Golden Tides – eine Algenplage in der Karibik
Seit ungefähr 10 Jahren kommt es vermehrt zu Anspülungen riesiger braun-goldener Algenmassen an Stränden in der Karibik, im Golf von Mexiko und in Westafrika. Die Küstenorte kommen häufig mit dem Räumen der Strände nach diesen sogenannten „Golden Tides“ überhaupt nicht hinterher, man ist von der schieren Menge einfach überfordert. Doch um welche Algen handelt es sich dabei, woher kommen sie und warum kommt es in den letzten Jahren vermehrt zu Massenanspülungen? Diesen Fragen möchte ich in diesem Blog-Artikel auf den Grund gehen und man wird sehen, dass die Golden Tides ein Phänomen sind, das wieder einmal zeigt, wie unglaublich verstrickt und global die Zusammenhänge in der Natur sind, und dass auf unserer Welt (fast) alles mit allem zusammenhängt.
Inhaltsverzeichnis
Welche Algen verursachen Golden Tides?
Golden Tides werden durch die Algenarten Sargassum natans und Sargassum fluitans gebildet. Diese beiden Braunalgenarten werden auch als Golftange bezeichnet, denn sie kommen häufig im Golf von Mexiko vor. Ihr lateinischer Gattungsname Sargassum gab außerdem der Sargassosee im zentralen Atlantik ihren Namen, denn auch dort kommen sie häufig vor. Mittlerweile findet man sie aber quasi im gesamten tropischen und subtropischen Atlantik.
Die beiden Braunalgenarten sind weltweit einzigartig, denn im Gegensatz zu allen anderen Makroalgenarten (d. h. Algenarten, die nicht mikroskopisch klein sind), leben sie nicht festsitzend auf Steinen im flachen Wasser, sondern freischwimmend in der offenen See. Um nicht im Meer zu versinken, haben sie kleine gasgefüllte Schwimmblasen, die sie an der Oberfläche halten. Und noch etwas ist sehr besonders an diesen Tangen: Sie pflanzen sich nur durch Klonung fort, d. h. die Elterntange zerfallen in kleinere Stücke, die dann als Nachwuchs einfach weiterwachsen. Eine sexuelle Vermehrung mit Samen- und Eizellen gibt es nicht, denn die nach der Verschmelzung entstehende befruchtete Eizelle braucht bei Algen einen Stein, um darauf zu fallen und dann auszukeimen. Da die Tange im offenen Ozean leben, würden die befruchteten Eizellen einfach in der Tiefe versinken, deshalb verzichten die Tangarten auf eine sexuelle Vermehrung und vermehren sich nur durch Klonung.

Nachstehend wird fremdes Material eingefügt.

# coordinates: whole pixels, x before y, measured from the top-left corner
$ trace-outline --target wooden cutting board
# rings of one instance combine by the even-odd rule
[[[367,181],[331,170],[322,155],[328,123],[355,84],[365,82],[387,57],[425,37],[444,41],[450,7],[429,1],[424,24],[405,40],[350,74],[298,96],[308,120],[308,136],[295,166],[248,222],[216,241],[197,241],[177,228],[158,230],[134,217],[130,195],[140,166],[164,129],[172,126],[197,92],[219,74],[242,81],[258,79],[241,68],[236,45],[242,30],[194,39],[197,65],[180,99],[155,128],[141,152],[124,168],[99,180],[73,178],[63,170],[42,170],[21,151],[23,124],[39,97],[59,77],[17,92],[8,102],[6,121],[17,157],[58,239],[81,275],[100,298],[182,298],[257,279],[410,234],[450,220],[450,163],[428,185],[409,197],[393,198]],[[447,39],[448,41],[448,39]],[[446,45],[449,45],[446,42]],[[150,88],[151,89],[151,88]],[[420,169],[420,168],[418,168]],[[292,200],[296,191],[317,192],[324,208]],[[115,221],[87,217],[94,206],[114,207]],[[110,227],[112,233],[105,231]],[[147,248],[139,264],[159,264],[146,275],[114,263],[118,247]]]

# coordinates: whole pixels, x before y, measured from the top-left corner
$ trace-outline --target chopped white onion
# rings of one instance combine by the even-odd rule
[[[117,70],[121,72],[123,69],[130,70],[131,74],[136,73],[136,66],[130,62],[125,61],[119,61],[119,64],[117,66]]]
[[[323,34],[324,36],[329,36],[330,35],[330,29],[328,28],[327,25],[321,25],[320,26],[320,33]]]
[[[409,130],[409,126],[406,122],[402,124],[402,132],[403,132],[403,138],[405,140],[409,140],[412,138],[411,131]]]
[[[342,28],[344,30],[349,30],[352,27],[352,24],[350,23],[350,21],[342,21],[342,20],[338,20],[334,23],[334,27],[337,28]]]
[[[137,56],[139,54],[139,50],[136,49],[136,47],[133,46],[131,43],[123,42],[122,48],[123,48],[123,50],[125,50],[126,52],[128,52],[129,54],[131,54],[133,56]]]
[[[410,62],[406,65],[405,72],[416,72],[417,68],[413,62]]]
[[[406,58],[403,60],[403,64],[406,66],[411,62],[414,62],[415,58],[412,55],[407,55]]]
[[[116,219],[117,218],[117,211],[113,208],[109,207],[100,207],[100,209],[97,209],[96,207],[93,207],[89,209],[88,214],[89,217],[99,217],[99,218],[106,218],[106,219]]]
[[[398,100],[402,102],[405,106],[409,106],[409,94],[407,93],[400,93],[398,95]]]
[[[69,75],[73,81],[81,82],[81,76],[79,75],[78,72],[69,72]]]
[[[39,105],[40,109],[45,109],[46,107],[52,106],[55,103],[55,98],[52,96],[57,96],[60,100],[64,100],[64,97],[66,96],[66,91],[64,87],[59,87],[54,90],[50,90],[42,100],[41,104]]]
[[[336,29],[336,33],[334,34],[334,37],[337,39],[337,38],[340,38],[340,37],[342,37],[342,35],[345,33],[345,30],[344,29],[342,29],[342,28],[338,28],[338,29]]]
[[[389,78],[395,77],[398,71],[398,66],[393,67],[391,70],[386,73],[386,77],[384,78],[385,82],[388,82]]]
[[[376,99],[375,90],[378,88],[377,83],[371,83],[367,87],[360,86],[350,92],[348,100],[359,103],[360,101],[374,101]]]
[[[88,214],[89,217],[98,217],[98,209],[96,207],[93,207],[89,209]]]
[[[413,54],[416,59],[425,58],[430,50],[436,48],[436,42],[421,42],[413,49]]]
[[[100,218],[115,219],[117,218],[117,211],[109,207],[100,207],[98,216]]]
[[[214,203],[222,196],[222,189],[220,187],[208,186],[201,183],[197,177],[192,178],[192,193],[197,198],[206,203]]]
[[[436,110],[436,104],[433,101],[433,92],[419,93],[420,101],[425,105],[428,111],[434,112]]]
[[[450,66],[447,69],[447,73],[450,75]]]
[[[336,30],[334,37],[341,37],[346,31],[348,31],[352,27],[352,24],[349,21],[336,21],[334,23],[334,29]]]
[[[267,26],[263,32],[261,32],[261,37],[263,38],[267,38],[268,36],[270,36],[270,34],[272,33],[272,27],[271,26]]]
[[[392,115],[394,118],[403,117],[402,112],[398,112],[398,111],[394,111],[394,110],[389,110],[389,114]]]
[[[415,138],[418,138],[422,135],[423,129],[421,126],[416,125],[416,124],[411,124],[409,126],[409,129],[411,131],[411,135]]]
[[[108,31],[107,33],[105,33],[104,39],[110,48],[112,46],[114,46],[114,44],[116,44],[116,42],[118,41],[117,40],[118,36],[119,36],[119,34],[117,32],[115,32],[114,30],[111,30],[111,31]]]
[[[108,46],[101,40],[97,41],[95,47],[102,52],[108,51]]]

Rund um die schwimmenden Tange hat sich ein komplexes Ökosystem gebildet. Eine Vielzahl von wirbellosen Tieren lebt zwischen den schwimmenden Tangen, z. B. verschiedene Garnelenarten und wunderschöne Meeresnacktschnecken(1). Darüber hinaus findet man den Nachwuchs von über 100 Fischarten zwischen den schwimmenden Tangen und es gibt sogar eine Fischart, die ausschließlich in diesem besonderen Ökosystem vorkommt, der Sargassofisch(2).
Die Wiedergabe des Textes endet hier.